New approach expands quantification of nutrient exchange in plant tissues, the rhizosphere and soil

Organic carbon in soil is linked to enhanced plant growth and to improved subsurface biodiversity, and it is a potential sink for atmospheric carbon dioxide (CO₂). Yet, injection of organic carbon into soil through various root processes is typically focused on small spatial regions, which can confound attempts to quantify the carbon and correlate it with various microenvironments that exist around plant roots.

A multi-institutional team of researchers has developed and demonstrated a new approach to characterize carbon isotopic distribution within plant tissues, the rhizosphere, and soil. They began by exposing switchgrass plants to ¹³CO₂ in a laboratory setting.
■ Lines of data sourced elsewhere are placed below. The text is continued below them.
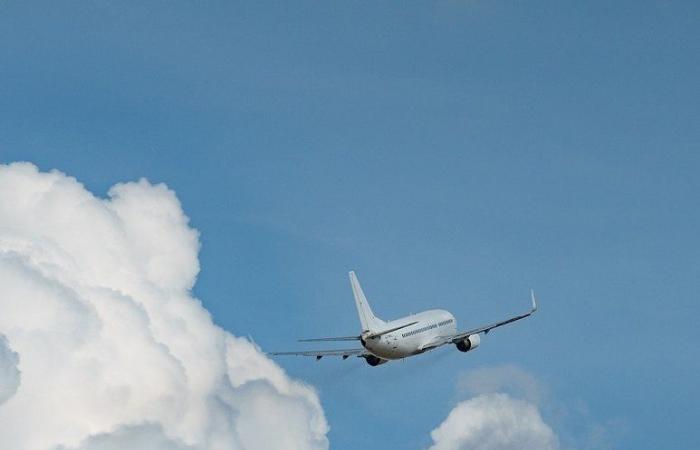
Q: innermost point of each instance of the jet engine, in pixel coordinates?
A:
(375, 361)
(469, 343)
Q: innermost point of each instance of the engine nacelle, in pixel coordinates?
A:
(469, 343)
(375, 361)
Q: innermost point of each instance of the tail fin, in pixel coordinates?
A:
(367, 318)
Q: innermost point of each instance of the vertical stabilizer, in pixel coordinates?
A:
(367, 318)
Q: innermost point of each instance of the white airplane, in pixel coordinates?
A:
(385, 341)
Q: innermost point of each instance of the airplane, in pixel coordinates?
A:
(408, 336)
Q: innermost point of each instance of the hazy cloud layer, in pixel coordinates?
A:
(112, 349)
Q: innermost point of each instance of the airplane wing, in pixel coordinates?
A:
(321, 353)
(486, 328)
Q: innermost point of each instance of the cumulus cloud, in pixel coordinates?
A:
(113, 350)
(494, 422)
(9, 374)
(503, 414)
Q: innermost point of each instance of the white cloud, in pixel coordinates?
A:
(494, 422)
(113, 350)
(9, 374)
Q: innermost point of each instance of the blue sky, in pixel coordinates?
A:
(454, 154)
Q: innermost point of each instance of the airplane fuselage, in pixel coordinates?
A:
(424, 335)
They leveraged a ¹³C tracer to selectively track photosynthetic materials as they were transferred through the plants' vascular tissues and exuded into the rhizosphere. Then, using laser ablation at the Environmental Molecular Sciences Laboratory, a Department of Energy Office of Science user facility, they rastered over the material and continuously ablated the sample and combusted the resulting material.

This sample-derived CO₂ was pumped through a capillary absorption spectroscopy (CAS) fiber. Carefully balancing the vacuum strength helped the team optimize sample dwell time in the fiber to achieve suitable measurement precision before the sample exited the fiber.

The improved sampling density of the team's approach was made possible by employing the CAS isotope detector. The enhanced measurement sensitivity of CAS over conventional isotope ratio mass spectrometry was crucial to being able to run continuous analyses without needing to cryogenically trap the sample-derived CO₂.

This approach avoids a significant time lag and thereby increases the richness of the stable isotope data to better address carbon cycling questions in plant tissues, the rhizosphere, and soil.

The findings are published in the journal Soil Biology and Biochemistry.